In and Around Your House


In order for you to have a smooth and carefree entry into your new life in Japan, it is important that you try to create good relationships with the people in your neighborhood and take care to observe local rules and regulations. Here we would like to use this opportunity to introduce some useful information for your stay in Japan.

Moving inside Japan

When moving domestically inside Japan, you are required to visit your new local municipal office within 14 days of your move. Take your passport and alien registration card with you and register for a "notification of change of address" or tenkyotodoke.

Moving in

First of all, it is Japanese custom to take off your shoes when entering a house. This even includes your own home. At hotels or at offices you may leave your shoes on, however at some Japanese restaurants or bars you may be asked to take them off. Hint: When you see a small entrance area separated by a step between the entrance door and the hallway, you probably have to take off your shoes here.


Regulations on garbage disposal vary among municipalities in Japan. Please make sure to observe the right days and times for your garbage disposal. Should you be unsure about any of the regulations, you can check with your real estate agent, your neighbors or the municipal office.

  • Checklist

    Please make sure that you know about:

    1. Disposal days and times
    2. Collecting points
    3. Combustible and non-combustible garbage
    4. Separating recyclables (glass bottles, cans, PET bottles, newspapers etc.)
    5. Disposal of bulky garbage (this requires a fee and some items may be exempt from collection)

Magazines and newspapers need to be tied together with a string.

Using the kitchen

Please try to keep the kitchen area clean and refrain from pouring leftovers or oil down the drain as this can clog the pipes and pollute rivers and oceans. When disposing left over oil, you can use newspapers to soak up the remains and throw it out together with your combustible garbage.

Some notes on noise

Since Japan's housing environment leads to your neighbors living in very close proximity to you, it is important to take great care to keep the volume down late at night and in the early morning hours. This is a list of some of the things you should watch out for:
TV/radio, musical instruments, loud conversations, vacuum cleaners, washing machine, shower and drainage, opening and closing of doors.


Bathtubs in Japan are for soaking, not for washing. Therefore, try to scrub and wash yourself outside of the bathtub before entering.

Please also be aware of not letting hair block the drainage pipes.


Warm-water bidet - This is a conveniently enhanced toilet seat, designed to keep your backside clean. In Japan, concerned with personal hygiene and cleanliness, you will be able to find these toilets inside family homes as well as office buildings. Since these toilet bidets not only wash, but also dry and heat your seat, some first time users might be rather surprised. For easy use, English instructions and illustrations are usually provided. However, please only use the buttons when you are actually sitting down, to prevent you or your clothes from getting wet.

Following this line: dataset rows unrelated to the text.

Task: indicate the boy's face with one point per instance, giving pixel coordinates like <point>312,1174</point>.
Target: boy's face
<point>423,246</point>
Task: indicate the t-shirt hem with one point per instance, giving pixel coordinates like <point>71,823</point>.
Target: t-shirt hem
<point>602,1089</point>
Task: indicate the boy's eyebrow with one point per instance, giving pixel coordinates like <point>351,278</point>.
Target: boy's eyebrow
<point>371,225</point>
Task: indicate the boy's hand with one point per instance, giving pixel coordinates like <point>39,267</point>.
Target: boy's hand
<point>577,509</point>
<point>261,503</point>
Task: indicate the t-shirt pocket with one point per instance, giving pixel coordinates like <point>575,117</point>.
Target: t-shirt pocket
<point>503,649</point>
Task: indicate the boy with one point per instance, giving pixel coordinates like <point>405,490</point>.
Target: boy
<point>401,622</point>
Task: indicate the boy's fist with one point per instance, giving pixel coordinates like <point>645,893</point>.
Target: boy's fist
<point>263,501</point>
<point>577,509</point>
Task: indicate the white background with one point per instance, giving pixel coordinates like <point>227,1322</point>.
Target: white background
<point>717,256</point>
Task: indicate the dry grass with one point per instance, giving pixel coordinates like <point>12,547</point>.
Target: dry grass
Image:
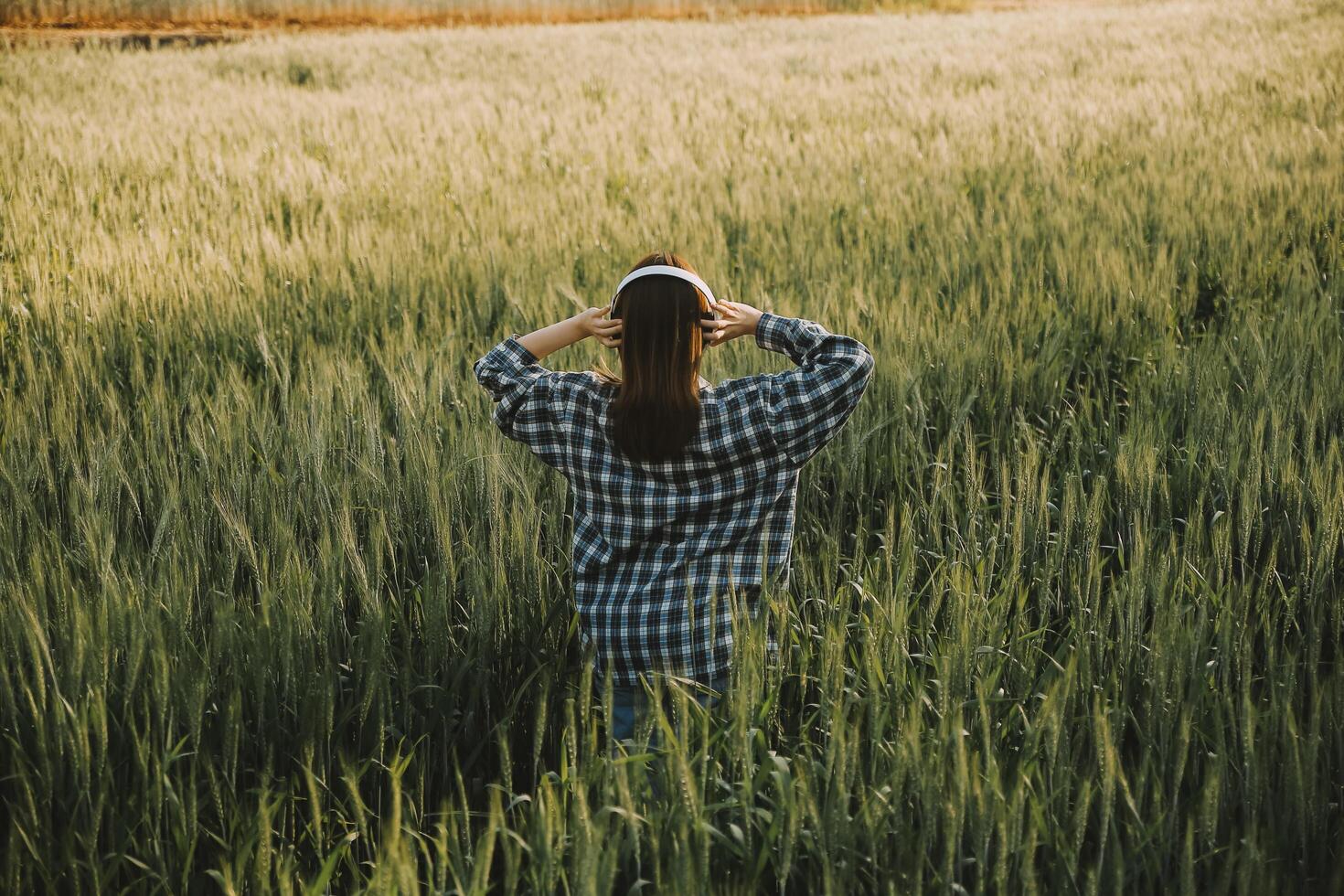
<point>280,609</point>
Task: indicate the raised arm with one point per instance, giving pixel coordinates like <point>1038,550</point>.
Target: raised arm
<point>527,395</point>
<point>805,406</point>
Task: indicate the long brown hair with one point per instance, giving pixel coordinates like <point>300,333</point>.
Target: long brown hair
<point>656,409</point>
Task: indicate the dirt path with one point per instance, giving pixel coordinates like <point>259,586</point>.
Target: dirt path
<point>152,34</point>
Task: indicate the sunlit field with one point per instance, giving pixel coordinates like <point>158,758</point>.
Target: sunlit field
<point>408,12</point>
<point>281,610</point>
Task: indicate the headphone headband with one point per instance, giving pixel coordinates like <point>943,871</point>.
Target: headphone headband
<point>667,271</point>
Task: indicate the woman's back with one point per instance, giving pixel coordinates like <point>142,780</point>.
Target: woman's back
<point>657,544</point>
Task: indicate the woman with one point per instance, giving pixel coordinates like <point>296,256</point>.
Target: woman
<point>683,491</point>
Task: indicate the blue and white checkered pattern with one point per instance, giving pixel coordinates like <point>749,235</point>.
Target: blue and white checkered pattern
<point>660,546</point>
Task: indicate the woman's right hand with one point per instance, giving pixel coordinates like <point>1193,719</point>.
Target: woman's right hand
<point>735,318</point>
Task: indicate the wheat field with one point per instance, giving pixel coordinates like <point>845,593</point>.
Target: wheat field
<point>281,612</point>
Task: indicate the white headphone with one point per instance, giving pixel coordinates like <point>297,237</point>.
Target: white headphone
<point>668,271</point>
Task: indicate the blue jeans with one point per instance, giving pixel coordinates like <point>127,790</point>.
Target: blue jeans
<point>629,699</point>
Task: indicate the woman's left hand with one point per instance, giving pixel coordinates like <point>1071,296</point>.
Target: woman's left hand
<point>595,323</point>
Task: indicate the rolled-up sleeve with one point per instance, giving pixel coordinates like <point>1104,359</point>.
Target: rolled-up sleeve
<point>806,406</point>
<point>527,398</point>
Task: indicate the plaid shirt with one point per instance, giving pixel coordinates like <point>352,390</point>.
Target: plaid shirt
<point>657,546</point>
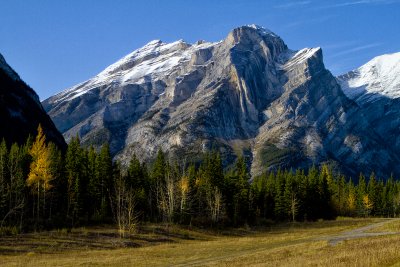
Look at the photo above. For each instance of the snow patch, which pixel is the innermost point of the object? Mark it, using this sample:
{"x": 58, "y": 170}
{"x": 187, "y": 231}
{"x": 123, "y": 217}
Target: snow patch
{"x": 153, "y": 60}
{"x": 378, "y": 77}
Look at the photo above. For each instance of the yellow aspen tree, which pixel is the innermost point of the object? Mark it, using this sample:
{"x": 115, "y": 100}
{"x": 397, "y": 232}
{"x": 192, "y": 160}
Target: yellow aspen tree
{"x": 40, "y": 175}
{"x": 368, "y": 205}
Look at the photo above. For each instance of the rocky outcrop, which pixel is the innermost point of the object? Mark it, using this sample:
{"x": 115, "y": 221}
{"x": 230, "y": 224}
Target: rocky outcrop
{"x": 21, "y": 111}
{"x": 247, "y": 94}
{"x": 375, "y": 87}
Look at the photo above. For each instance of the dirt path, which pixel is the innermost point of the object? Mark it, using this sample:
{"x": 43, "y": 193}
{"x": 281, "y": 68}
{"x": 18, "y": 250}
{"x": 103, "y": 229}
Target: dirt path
{"x": 359, "y": 233}
{"x": 332, "y": 240}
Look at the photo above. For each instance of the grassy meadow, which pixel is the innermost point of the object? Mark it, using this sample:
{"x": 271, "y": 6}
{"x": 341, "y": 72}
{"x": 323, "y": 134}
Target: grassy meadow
{"x": 291, "y": 244}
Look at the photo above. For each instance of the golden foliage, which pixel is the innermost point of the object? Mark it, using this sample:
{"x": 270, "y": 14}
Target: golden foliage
{"x": 40, "y": 167}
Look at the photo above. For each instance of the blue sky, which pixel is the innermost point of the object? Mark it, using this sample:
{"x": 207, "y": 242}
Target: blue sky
{"x": 56, "y": 44}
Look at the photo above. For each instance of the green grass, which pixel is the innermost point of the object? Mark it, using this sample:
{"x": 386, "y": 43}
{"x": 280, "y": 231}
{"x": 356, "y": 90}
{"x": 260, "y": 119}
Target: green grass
{"x": 290, "y": 244}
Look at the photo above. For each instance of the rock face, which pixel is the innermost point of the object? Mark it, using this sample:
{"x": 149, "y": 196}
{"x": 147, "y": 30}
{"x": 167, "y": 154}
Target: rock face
{"x": 247, "y": 94}
{"x": 21, "y": 111}
{"x": 375, "y": 87}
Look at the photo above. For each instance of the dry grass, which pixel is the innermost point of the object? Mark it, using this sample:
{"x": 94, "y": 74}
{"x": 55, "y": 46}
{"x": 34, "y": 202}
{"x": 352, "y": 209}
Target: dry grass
{"x": 393, "y": 226}
{"x": 283, "y": 245}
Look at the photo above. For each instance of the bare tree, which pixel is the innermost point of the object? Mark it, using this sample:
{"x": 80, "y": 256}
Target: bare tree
{"x": 124, "y": 208}
{"x": 214, "y": 201}
{"x": 168, "y": 198}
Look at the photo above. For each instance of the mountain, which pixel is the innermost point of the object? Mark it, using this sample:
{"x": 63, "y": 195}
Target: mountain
{"x": 21, "y": 111}
{"x": 375, "y": 87}
{"x": 247, "y": 94}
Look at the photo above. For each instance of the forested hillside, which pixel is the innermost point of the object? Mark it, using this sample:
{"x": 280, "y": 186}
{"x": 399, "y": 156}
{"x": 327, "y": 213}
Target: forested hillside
{"x": 41, "y": 188}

Do not flush anything except toilet paper, since sanitary napkins or tissues can block the toilet.

Shared space

Staircases and hallways inside apartment buildings are shared spaces, so please do not leave your personal belongings in these spaces. This is especially important since they are also part of evacuation routes during an earthquake or a fire.

Car and Bicycle Parking

As for bicycles, take care to use designated bicycle parking spots. Depending on local regulations, your bicycle can be removed, should you have parked it in a non-designated zone. The same goes for cars. You will have to rent your own parking spot since in Japan it is not allowed to park your car on the street.